Run Time: 51.08 minutes Quant legend Ed Thorp shares several unifying concepts that have helped his thinking over the last five decades in finance:
- The map is not the territory highlights the repeatedly and sometimes disastrous overlooked limitations of quantitative financial models.
- The related randomness, even folly, of much expert opinion and the difference between hedgehogs and foxes tells us that if it's important, verify the facts and then think for yourself in forming your own opinion.
- When the invisible hand becomes a visible foot in the mouth, the tragedy of the commons, and the proper pricing of externalities are repeatedly overlooked.
Critical for long term investors:
The secular pricing of securities, even the fate of empire, is largely determined by the aggregate behavior of the politically connected rich, those among the 0.01% who use government to extract excess wealth (rents) from everyone else.
This video, one of six from the Wiley WILMOTT Summit on Risk and Quantitative Modeling in Finance, held on the 11th December 2012 at Columbia University, New York feature the presentations from thought leaders and industry experts aiming to draw together some of the lessons of the last decade in order to restate the discipline's fundamental role in driving the future success of the global market economy.
This is the time to define what quantitative finance really means beyond the fallout of the global financial crisis and to identify the technology and techniques that will power innovation and growth.
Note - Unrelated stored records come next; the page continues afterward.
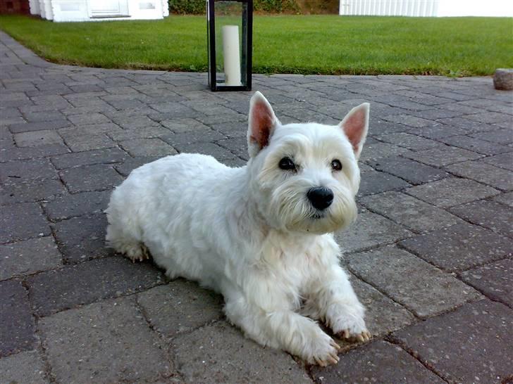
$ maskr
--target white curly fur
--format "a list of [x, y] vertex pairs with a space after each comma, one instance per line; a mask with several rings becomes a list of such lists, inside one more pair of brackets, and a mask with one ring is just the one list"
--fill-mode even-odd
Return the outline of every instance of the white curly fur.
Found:
[[[368, 122], [366, 103], [338, 126], [282, 125], [256, 92], [247, 165], [181, 154], [137, 168], [112, 193], [107, 242], [132, 260], [149, 250], [170, 278], [221, 293], [227, 317], [260, 344], [336, 363], [338, 345], [317, 321], [346, 338], [370, 336], [332, 235], [356, 218]], [[278, 167], [284, 157], [295, 170]], [[319, 186], [334, 194], [321, 215], [307, 197]]]

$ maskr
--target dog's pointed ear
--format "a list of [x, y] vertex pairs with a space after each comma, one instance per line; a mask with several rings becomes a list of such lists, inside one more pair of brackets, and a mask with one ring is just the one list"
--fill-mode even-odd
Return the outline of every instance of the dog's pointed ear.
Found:
[[249, 101], [248, 120], [247, 149], [253, 158], [269, 143], [273, 129], [279, 123], [271, 104], [258, 91]]
[[369, 110], [370, 104], [364, 103], [352, 109], [338, 126], [342, 128], [351, 143], [354, 156], [358, 159], [364, 147], [369, 131]]

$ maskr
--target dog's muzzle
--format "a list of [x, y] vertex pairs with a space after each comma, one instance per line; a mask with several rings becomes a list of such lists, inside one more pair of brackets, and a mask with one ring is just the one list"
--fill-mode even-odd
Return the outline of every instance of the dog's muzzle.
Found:
[[316, 186], [308, 191], [307, 197], [314, 208], [321, 211], [331, 205], [333, 191], [325, 186]]

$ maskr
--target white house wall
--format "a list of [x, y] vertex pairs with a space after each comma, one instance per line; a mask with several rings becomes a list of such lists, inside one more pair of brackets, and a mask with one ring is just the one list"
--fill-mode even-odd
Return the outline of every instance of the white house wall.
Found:
[[[154, 20], [169, 15], [166, 0], [120, 0], [119, 2], [123, 3], [122, 6], [118, 7], [121, 11], [116, 17], [110, 18], [102, 16], [111, 15], [109, 12], [103, 14], [101, 11], [92, 12], [94, 6], [91, 0], [29, 0], [32, 14], [39, 14], [43, 18], [56, 22]], [[99, 5], [103, 4], [99, 3]]]
[[513, 16], [513, 0], [340, 0], [340, 15]]

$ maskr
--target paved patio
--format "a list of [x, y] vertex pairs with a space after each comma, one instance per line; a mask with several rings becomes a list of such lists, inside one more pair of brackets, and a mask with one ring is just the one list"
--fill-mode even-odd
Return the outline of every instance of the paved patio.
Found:
[[246, 153], [251, 93], [204, 74], [44, 62], [0, 32], [1, 383], [511, 383], [513, 93], [490, 78], [254, 77], [283, 122], [370, 101], [358, 223], [338, 239], [373, 340], [304, 366], [218, 295], [104, 248], [135, 167]]

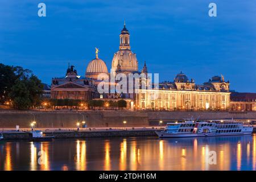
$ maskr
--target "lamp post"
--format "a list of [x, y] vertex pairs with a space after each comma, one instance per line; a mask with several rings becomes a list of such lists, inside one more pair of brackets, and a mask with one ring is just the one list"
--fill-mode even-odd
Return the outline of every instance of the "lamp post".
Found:
[[31, 130], [33, 131], [33, 130], [34, 130], [34, 124], [33, 123], [31, 123], [30, 124], [30, 126], [31, 126]]
[[109, 107], [109, 104], [108, 103], [106, 104], [106, 107], [107, 107], [107, 110], [108, 110], [108, 108]]
[[77, 131], [79, 131], [79, 125], [80, 123], [78, 122], [76, 123], [76, 126], [77, 126]]
[[123, 121], [123, 126], [124, 126], [124, 127], [125, 128], [125, 125], [126, 124], [126, 123], [127, 123], [127, 122], [126, 122], [126, 121]]
[[46, 108], [46, 106], [47, 105], [47, 103], [44, 102], [44, 107]]

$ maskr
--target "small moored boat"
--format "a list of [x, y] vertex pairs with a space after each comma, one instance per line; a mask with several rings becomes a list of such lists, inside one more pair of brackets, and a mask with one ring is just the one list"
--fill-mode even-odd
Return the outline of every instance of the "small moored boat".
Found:
[[32, 139], [34, 141], [51, 141], [54, 136], [46, 136], [41, 130], [32, 131]]
[[195, 137], [250, 135], [253, 127], [233, 120], [167, 123], [163, 131], [155, 131], [159, 137]]

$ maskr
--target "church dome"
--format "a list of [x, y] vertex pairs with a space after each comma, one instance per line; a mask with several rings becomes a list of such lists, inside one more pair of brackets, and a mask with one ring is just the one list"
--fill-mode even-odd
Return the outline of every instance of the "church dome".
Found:
[[96, 58], [89, 63], [86, 68], [86, 73], [108, 73], [108, 68], [102, 60]]
[[112, 71], [115, 71], [118, 61], [122, 72], [138, 71], [138, 60], [136, 54], [131, 50], [119, 50], [115, 53], [112, 60]]
[[123, 73], [131, 73], [138, 71], [138, 60], [136, 54], [131, 51], [130, 46], [130, 34], [123, 24], [123, 28], [119, 35], [120, 44], [119, 51], [114, 53], [112, 60], [112, 72], [115, 72], [118, 63]]
[[176, 82], [185, 83], [188, 81], [189, 80], [187, 76], [182, 73], [182, 72], [180, 72], [180, 73], [177, 74], [177, 76], [174, 78], [174, 81]]

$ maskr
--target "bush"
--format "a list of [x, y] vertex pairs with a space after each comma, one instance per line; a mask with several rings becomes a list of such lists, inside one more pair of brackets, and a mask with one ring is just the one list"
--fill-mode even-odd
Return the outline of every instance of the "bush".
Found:
[[118, 107], [121, 107], [122, 110], [123, 110], [123, 107], [126, 107], [127, 102], [123, 100], [119, 100], [117, 101], [117, 105]]

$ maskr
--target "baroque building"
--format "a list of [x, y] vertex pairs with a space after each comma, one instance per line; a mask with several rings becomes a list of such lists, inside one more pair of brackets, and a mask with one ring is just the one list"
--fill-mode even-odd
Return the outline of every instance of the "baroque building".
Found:
[[[97, 85], [106, 77], [110, 79], [110, 74], [148, 74], [146, 62], [141, 72], [139, 71], [139, 62], [136, 54], [131, 50], [130, 35], [125, 23], [119, 36], [119, 50], [114, 54], [110, 72], [105, 62], [99, 58], [99, 49], [96, 48], [96, 57], [88, 64], [85, 77], [79, 76], [73, 69], [74, 67], [71, 66], [68, 67], [65, 77], [52, 78], [52, 98], [84, 100], [124, 99], [127, 102], [127, 108], [131, 110], [135, 108], [197, 110], [230, 108], [229, 81], [225, 81], [222, 76], [214, 76], [202, 85], [198, 85], [195, 84], [193, 79], [189, 80], [181, 72], [173, 81], [159, 83], [158, 88], [147, 80], [147, 89], [141, 87], [137, 93], [115, 92], [99, 94]], [[112, 84], [115, 86], [118, 83], [110, 82], [109, 86], [110, 87]], [[152, 88], [148, 88], [150, 84], [153, 86]]]
[[74, 67], [68, 67], [65, 77], [52, 79], [51, 98], [86, 101], [94, 98], [96, 86], [93, 80], [79, 76]]
[[138, 109], [156, 110], [214, 110], [229, 108], [229, 82], [214, 76], [203, 85], [196, 85], [181, 72], [173, 82], [159, 88], [139, 89], [136, 97]]

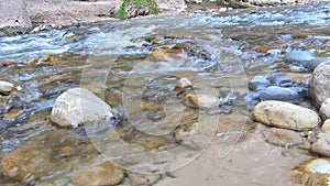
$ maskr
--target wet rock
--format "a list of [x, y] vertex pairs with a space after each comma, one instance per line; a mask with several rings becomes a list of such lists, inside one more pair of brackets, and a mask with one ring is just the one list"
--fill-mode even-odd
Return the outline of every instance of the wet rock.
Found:
[[330, 119], [330, 98], [327, 98], [321, 105], [320, 114], [323, 120]]
[[7, 96], [14, 90], [16, 90], [16, 88], [13, 84], [0, 80], [0, 95]]
[[295, 167], [290, 175], [299, 185], [329, 185], [330, 162], [326, 158], [314, 158]]
[[274, 76], [271, 78], [271, 83], [279, 87], [290, 87], [293, 85], [292, 80], [287, 77]]
[[56, 99], [51, 121], [59, 127], [78, 127], [112, 117], [111, 107], [103, 100], [86, 89], [72, 88]]
[[38, 63], [37, 58], [32, 58], [31, 61], [28, 62], [28, 65], [33, 66], [33, 65], [35, 65], [37, 63]]
[[22, 0], [2, 0], [0, 12], [0, 36], [25, 33], [32, 29], [26, 6]]
[[288, 102], [299, 102], [299, 95], [289, 89], [289, 88], [282, 88], [277, 86], [271, 86], [265, 90], [261, 91], [260, 99], [264, 100], [278, 100], [278, 101], [288, 101]]
[[36, 33], [41, 31], [51, 31], [53, 29], [62, 29], [59, 24], [40, 24], [38, 26], [34, 28], [30, 33]]
[[51, 153], [51, 149], [45, 151], [44, 145], [38, 143], [23, 145], [2, 158], [3, 176], [23, 183], [32, 183], [51, 171], [50, 165], [53, 164]]
[[262, 133], [267, 142], [280, 146], [292, 146], [307, 142], [299, 133], [286, 129], [268, 128]]
[[315, 59], [315, 55], [308, 51], [293, 50], [285, 53], [284, 59], [287, 62], [304, 62]]
[[182, 90], [185, 88], [193, 88], [193, 83], [188, 78], [184, 77], [177, 81], [175, 89]]
[[162, 175], [129, 173], [129, 178], [132, 186], [148, 186], [157, 183], [162, 178]]
[[310, 147], [310, 152], [324, 157], [330, 157], [330, 133], [320, 133]]
[[300, 98], [307, 98], [307, 89], [304, 87], [290, 87], [289, 89], [296, 91]]
[[196, 108], [215, 108], [220, 106], [220, 98], [215, 95], [207, 95], [207, 94], [200, 94], [200, 95], [193, 95], [188, 94], [186, 96], [186, 103], [191, 107]]
[[250, 92], [244, 97], [248, 102], [248, 109], [253, 110], [254, 106], [260, 102], [260, 92]]
[[258, 91], [266, 89], [270, 85], [270, 80], [264, 76], [255, 76], [249, 84], [249, 88], [253, 91]]
[[158, 8], [156, 0], [124, 0], [119, 10], [120, 19], [130, 19], [139, 15], [157, 14]]
[[309, 84], [309, 96], [317, 108], [330, 98], [330, 62], [320, 64], [312, 73]]
[[163, 51], [154, 51], [151, 56], [155, 62], [167, 62], [172, 58], [179, 59], [182, 51], [179, 50], [163, 50]]
[[284, 59], [314, 70], [319, 64], [330, 61], [329, 57], [316, 57], [311, 52], [293, 50], [284, 55]]
[[73, 176], [72, 182], [77, 186], [85, 185], [117, 185], [123, 178], [123, 169], [111, 162], [103, 162]]
[[323, 122], [321, 131], [326, 133], [330, 133], [330, 119]]
[[283, 101], [260, 102], [253, 117], [261, 123], [293, 130], [310, 130], [321, 121], [315, 111]]
[[157, 3], [162, 13], [164, 11], [173, 12], [174, 10], [179, 13], [187, 9], [185, 0], [157, 0]]

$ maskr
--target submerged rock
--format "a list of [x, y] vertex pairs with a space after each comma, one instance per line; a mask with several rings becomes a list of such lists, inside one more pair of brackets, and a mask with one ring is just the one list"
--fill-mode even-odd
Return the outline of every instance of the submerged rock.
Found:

Videos in this series include:
Paul Wilmott - Recent Advances in Stupid Ideas in Quant Finance
Kent Osband - Fooled by Rational Turbulence
Aaron Brown - And The Cows That Were Ugly and Gaunt Ate Up The Seven Sleek, Fat Cows
Patrick S. Hagan - On Beyond Black: Volatility Surfaces and Dark Noise
Edward O. Thorp - What Finance Has Taught Me
Chaired by Jack Schwager - Wiley Wilmott Summit Debate, Is Finance the sickness or the cure? Joined by Paul Wilmott, Kent Osband, Aaron Brown and Patrick S. Hagan
About the Author: Edward O. Thorp, Author and Hedge Fund Manager, and blackjack player best known as the father of wearable computer after inventing the world's first wearable computer in 1961.He was a pioneer in modern applications of probability theory, including the harnessing of very small correlations for reliable financial gain. He was the author of Beat the Dealer, the first book to mathematically prove, in 1962, that the house advantage in blackjack could be overcome by card counting. He also developed and applied effective hedge fund techniques in the financial markets, and collaborated with Claude Shannon in creating the first wearable computer. Thorp received his Ph.D. from the University of California, Los Angeles in 1958, and worked at M.I.T. from 1959 to 1961. He was a professor of mathematics from 1961-1965 at New Mexico State University, and then joined the University of California, Irvine where he was a professor of mathematics from 1965 to 1977 and a professor of mathematics and finance from 1977 to 1982.